Kirton, who finished a yard short of the Washington prep record with 2,675 yards last fall, signed with the Huskies, in part due to a promise to be a tailback.

But after just three days of practice with the Huskies, Kirton said he has decided he'd be willing to try playing at fullback if needed.

Kirton said playing tailback is still his main focus. "But, basically, if they need me to play fullback, I'd be willing to," he said.

Kirton said he plans on getting on the field this season somehow. First, however, he has to get in shape. He suffered a staph infection from an injury suffered in the East-West All-Star in June and wasn't able to work out for about a month.

He's listed at 6-3, 248 pounds. But asked yesterday how much Kirton weighs now, Gilbertson said "He's bigger than 248. A lot bigger than 248."

Asked how much weight he needs to lose, Kirton smiled. "A significant amount," he said.

Kicker commits

After practice yesterday, the Huskies held their annual picture day with fans meeting players to get autographs and take pictures. UW coaches also invited about 20 recruits to watch practice.

One of the recruits, kicker/punter Ryan Perkins of North Thurston High in Olympia, decided to use the occasion to give his verbal commitment to UW coaches.

"I've always been a Dawg," he said. "I knew I was going to do it eventually, and I just felt like this was a good time to do it."

The 6-0, 185-pound Perkins punts left-footed and kicks right-footed and averaged 44 yards per punt last season. He is the fourth member of UW's recruiting class of 2005.
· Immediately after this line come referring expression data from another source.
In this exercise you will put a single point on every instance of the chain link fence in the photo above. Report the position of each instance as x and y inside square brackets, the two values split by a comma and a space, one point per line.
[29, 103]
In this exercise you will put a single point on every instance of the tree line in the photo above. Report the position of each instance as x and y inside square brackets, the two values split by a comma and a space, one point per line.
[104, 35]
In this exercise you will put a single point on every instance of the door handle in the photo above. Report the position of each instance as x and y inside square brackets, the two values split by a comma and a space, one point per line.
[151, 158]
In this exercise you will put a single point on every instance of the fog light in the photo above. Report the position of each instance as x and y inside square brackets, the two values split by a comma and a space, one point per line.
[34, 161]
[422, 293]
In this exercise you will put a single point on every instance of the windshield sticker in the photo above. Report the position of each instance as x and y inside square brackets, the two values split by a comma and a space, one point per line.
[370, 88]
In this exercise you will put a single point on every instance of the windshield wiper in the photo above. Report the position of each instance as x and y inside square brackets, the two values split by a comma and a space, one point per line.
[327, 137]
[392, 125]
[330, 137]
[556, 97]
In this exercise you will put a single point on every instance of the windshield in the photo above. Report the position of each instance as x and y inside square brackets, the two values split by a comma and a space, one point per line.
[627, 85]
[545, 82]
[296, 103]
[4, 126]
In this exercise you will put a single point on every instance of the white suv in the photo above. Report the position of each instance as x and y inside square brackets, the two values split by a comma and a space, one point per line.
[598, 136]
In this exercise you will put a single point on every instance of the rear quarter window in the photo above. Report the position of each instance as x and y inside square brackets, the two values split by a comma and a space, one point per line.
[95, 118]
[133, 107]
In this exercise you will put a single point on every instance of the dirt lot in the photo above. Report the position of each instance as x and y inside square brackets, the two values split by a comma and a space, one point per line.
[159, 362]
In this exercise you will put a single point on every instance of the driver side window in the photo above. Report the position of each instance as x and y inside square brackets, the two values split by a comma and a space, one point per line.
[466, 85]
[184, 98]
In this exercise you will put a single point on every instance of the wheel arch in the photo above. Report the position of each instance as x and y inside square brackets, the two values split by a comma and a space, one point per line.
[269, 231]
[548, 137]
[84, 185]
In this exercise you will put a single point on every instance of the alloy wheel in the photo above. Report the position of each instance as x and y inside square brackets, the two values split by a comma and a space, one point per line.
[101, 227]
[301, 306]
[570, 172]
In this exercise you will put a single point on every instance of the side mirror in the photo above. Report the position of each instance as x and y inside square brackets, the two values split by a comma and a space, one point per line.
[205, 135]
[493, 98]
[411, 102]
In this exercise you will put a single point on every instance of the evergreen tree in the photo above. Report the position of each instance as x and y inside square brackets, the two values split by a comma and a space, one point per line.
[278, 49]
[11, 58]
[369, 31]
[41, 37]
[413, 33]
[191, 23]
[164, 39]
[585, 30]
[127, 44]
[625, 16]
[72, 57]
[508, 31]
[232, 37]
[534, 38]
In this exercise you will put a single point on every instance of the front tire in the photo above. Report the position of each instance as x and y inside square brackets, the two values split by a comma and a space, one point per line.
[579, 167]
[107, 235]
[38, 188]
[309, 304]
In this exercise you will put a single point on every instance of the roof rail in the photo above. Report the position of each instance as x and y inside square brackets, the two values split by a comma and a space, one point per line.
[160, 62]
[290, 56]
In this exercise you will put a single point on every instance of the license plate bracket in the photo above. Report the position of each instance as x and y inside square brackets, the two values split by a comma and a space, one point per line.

• Washington put on shoulder pads yesterday after practicing in just sweats the first two days, and might have suffered one significant injury. Sophomore cornerback Josh Okoebor, a junior-college transfer contending for time as a reserve, suffered a knee injury that could be serious, Gilbertson said. The nature of the injury wasn't immediately clear.

Receiver Quintin Daniels left practice after getting stepped on and likely losing the nail on his big toe. He should be fine.

• Sitting out practice was defensive lineman Donny Mateaki, who suffered a hamstring injury in practice Friday. He is likely to miss at least three days.